Tanto Inditex como Mango dejaron atrás los sistemas de alarmado tradicionales: la típica alarma de plástico duro que, en muchas ocasiones, se convertía en un «caramelo» para los amigos de lo ajeno. Este método tradicional, además de resultar vulnerable a los robos, provocaba lentitud y numerosos errores en el control del stock y en el seguimiento de cada prenda.
Anteriormente, el sistema de alarmado tradicional obligaba a los dependientes a realizar un doble trabajo: controlar manualmente tanto el stock como el almacenamiento. Además, este método requería un mayor número de empleados, lo que suponía un incremento de los costes salariales y de la partida destinada al personal.
DE INDITEX Y MANGO A EL CORTE INGLÉS Y LIDL: UN SISTEMA OBSOLETO QUE TIENE LOS DÍAS CONTADOS
No obstante, gracias a la tecnología RFID, tanto Inditex como Mango han modernizado su modelo de negocio, apostando por la tecnología como eje central de su actividad y dejando atrás un sistema clásico y obsoleto.
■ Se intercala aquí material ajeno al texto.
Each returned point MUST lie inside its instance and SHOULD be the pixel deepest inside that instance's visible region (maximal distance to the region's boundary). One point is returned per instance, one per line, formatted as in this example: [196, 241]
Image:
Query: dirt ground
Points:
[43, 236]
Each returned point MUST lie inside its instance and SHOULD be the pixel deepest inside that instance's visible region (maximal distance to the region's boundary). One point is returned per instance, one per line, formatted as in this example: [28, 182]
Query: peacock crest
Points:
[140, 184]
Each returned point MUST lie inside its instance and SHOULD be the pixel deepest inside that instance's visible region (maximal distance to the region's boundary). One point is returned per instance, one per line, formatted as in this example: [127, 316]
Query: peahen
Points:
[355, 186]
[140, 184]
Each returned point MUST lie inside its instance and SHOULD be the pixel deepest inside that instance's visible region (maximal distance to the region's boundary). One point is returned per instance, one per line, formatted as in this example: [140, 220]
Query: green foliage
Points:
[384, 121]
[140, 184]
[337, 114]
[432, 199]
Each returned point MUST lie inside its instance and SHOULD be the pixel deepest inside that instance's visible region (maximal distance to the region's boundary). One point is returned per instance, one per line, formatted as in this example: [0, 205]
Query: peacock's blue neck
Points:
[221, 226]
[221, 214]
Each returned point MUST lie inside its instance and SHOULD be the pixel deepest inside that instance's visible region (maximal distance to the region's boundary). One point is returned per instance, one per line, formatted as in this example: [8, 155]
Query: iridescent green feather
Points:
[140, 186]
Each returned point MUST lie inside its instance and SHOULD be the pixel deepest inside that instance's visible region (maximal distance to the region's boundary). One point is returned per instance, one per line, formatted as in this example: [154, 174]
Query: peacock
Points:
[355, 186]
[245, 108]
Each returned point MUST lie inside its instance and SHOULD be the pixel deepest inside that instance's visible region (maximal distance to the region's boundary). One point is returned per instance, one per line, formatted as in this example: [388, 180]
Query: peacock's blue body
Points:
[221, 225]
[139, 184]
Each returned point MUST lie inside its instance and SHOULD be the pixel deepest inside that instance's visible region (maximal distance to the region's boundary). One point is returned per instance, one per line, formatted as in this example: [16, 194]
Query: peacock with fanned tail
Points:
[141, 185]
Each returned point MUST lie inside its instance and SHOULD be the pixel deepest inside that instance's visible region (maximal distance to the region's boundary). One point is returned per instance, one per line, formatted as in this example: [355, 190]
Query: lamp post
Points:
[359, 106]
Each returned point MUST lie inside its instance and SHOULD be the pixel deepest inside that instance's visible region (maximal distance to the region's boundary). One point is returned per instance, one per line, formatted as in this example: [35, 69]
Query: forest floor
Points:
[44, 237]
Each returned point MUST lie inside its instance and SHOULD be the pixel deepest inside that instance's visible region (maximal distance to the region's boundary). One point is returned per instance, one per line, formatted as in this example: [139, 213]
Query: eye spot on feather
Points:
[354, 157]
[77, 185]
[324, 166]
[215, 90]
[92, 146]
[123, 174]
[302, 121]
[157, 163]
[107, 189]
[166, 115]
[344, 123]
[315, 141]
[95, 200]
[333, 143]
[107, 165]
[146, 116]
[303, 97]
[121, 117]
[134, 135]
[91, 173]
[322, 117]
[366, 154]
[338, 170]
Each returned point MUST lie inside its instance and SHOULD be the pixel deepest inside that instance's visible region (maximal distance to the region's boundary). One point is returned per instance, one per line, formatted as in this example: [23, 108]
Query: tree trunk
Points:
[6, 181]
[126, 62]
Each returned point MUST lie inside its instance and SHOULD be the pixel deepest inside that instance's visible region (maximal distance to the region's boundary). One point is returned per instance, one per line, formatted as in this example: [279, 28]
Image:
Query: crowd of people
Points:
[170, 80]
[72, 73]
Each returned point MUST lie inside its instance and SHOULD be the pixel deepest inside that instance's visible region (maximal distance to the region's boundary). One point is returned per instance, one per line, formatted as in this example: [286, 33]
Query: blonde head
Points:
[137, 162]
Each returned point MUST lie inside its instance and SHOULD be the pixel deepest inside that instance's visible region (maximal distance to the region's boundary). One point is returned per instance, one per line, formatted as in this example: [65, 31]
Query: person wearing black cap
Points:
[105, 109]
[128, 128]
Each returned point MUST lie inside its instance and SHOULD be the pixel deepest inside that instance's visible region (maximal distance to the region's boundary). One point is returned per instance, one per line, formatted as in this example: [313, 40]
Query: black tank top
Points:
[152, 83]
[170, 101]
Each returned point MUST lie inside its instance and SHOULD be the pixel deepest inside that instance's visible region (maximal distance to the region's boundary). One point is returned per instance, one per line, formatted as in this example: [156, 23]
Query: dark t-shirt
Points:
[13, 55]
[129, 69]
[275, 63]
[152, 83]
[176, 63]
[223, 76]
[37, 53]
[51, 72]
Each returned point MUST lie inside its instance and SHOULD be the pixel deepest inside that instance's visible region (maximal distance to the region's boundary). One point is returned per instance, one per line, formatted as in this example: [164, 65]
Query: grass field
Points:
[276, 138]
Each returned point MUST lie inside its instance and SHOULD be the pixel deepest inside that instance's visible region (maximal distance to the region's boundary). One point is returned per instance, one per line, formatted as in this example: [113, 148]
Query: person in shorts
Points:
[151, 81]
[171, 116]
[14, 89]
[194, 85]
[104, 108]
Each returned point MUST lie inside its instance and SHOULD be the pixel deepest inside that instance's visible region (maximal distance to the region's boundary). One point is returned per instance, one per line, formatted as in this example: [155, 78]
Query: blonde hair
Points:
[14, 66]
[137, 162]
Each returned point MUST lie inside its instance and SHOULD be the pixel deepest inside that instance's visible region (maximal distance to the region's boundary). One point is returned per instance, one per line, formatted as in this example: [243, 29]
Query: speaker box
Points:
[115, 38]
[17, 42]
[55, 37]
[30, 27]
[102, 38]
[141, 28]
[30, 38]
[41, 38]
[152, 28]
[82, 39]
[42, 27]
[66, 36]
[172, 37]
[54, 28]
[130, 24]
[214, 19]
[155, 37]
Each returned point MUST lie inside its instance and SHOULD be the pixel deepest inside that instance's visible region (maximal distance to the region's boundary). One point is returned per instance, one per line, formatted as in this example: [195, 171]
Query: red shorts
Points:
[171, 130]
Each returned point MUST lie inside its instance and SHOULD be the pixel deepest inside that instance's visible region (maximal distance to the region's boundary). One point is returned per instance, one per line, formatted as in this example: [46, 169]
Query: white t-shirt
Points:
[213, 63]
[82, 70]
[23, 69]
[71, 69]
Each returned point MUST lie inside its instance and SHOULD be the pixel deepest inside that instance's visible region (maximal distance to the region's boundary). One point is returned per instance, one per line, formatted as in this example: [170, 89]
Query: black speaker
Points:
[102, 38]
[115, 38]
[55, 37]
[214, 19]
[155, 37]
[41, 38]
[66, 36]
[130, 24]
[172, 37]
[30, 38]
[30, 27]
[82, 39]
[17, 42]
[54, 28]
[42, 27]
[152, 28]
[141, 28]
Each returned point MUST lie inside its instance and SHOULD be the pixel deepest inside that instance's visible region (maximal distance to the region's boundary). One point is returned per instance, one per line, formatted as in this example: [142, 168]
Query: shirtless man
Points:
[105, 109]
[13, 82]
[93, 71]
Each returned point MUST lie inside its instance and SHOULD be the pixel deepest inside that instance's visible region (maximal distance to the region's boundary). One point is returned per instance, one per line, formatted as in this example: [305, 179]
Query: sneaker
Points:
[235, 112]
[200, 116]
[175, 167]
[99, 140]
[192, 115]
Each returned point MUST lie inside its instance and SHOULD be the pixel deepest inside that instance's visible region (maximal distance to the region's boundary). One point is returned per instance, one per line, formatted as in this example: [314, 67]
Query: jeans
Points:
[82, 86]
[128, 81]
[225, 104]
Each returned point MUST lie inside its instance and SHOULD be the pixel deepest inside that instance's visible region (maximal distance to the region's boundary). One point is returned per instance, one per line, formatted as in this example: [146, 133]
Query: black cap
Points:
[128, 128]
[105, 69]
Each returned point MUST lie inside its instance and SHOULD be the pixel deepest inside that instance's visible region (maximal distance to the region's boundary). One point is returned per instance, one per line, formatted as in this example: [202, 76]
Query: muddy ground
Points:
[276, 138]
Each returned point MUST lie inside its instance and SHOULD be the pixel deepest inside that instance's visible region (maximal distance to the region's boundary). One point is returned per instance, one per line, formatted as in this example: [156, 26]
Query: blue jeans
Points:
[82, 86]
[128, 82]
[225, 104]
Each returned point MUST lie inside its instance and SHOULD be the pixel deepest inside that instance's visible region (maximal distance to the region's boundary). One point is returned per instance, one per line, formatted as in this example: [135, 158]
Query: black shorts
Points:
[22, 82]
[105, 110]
Ahora es el turno de las cadenas de distribución Lidl y El Corte Inglés, que observan cómo las compañías de retail reforzaban su seguridad y han decidido seguir el mismo camino, conscientes de que ello implica una importante inversión.

Fuente: Agencias
Sin ir más lejos, la tecnología RFID permitirá generar mayores beneficios, reducir costes laborales y ofrecer más libertad a los empleados para centrarse en la atención al cliente. Además, facilitará un control total tanto de las prendas expuestas en tienda como de los productos almacenados, sustituyendo sistemas anteriores basados en PDA, cuyos resultados, en muchas ocasiones, eran imprecisos.
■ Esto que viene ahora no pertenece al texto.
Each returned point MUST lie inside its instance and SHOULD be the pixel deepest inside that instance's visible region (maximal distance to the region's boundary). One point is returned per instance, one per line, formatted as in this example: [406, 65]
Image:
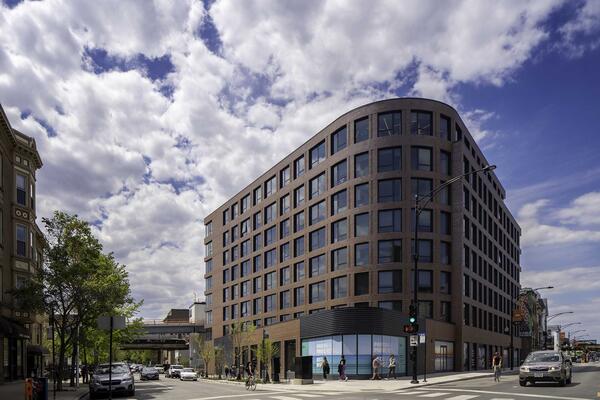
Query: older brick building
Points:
[317, 250]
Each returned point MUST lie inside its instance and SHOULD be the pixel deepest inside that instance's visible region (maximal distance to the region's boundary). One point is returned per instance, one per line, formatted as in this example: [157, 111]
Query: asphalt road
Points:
[586, 385]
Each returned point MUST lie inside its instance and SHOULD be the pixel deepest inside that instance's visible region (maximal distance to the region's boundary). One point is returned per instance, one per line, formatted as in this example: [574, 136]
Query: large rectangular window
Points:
[361, 130]
[421, 159]
[389, 251]
[389, 190]
[389, 282]
[389, 124]
[339, 173]
[317, 292]
[339, 140]
[389, 159]
[390, 221]
[361, 165]
[317, 154]
[339, 287]
[420, 123]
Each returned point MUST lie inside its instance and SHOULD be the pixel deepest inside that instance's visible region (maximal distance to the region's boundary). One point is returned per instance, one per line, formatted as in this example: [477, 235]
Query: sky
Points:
[149, 115]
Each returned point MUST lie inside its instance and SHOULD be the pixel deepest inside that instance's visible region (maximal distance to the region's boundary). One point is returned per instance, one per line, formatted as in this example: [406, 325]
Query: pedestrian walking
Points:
[392, 366]
[325, 367]
[342, 369]
[497, 366]
[376, 364]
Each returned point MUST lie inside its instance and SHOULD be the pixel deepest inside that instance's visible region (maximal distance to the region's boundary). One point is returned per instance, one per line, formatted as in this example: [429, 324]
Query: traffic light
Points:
[412, 314]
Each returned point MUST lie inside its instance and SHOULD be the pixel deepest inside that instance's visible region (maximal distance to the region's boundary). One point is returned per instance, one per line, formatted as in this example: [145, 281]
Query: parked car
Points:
[122, 380]
[174, 371]
[188, 374]
[149, 373]
[546, 366]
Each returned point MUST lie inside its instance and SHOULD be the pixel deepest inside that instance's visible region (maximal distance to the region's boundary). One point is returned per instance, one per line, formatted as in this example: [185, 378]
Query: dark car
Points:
[149, 373]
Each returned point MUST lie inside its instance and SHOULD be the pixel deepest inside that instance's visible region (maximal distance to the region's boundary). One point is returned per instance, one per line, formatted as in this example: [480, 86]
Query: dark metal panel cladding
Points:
[347, 321]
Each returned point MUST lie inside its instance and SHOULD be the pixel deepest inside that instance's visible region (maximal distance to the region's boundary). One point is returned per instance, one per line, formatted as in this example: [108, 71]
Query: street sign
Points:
[414, 340]
[118, 322]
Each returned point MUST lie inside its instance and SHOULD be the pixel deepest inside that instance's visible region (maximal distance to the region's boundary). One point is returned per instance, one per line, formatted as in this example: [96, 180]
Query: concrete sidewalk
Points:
[360, 385]
[16, 391]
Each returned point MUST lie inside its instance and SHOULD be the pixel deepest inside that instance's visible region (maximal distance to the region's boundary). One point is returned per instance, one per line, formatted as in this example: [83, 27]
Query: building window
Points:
[317, 292]
[339, 287]
[361, 165]
[389, 190]
[339, 140]
[317, 154]
[445, 163]
[389, 282]
[389, 124]
[299, 271]
[339, 202]
[270, 236]
[361, 195]
[285, 276]
[339, 231]
[445, 131]
[361, 130]
[270, 213]
[390, 221]
[420, 123]
[317, 265]
[317, 186]
[421, 187]
[317, 239]
[426, 309]
[269, 305]
[299, 221]
[285, 176]
[299, 246]
[299, 296]
[361, 283]
[284, 204]
[361, 254]
[389, 251]
[445, 253]
[299, 196]
[425, 221]
[445, 281]
[389, 159]
[445, 223]
[361, 224]
[421, 159]
[257, 195]
[339, 173]
[317, 213]
[270, 186]
[425, 250]
[339, 259]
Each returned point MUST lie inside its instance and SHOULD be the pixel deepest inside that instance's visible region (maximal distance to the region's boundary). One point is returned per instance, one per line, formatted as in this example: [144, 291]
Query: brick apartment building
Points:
[316, 252]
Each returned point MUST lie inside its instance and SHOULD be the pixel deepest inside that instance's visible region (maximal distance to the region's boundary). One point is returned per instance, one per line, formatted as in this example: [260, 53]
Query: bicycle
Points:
[251, 383]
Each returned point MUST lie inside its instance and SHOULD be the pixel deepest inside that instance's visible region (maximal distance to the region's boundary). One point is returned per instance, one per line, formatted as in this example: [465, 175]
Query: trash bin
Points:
[40, 388]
Asimismo, para Lidl y El Corte Inglés, este nuevo sistema de alarmado contribuirá a evitar que haya alimentos en mal estado en sus neveras y permitirá dar una segunda vida a aquellos productos con una fecha de caducidad próxima, respondiendo así a una demanda cada vez más importante de los consumidores en materia de responsabilidad y sostenibilidad.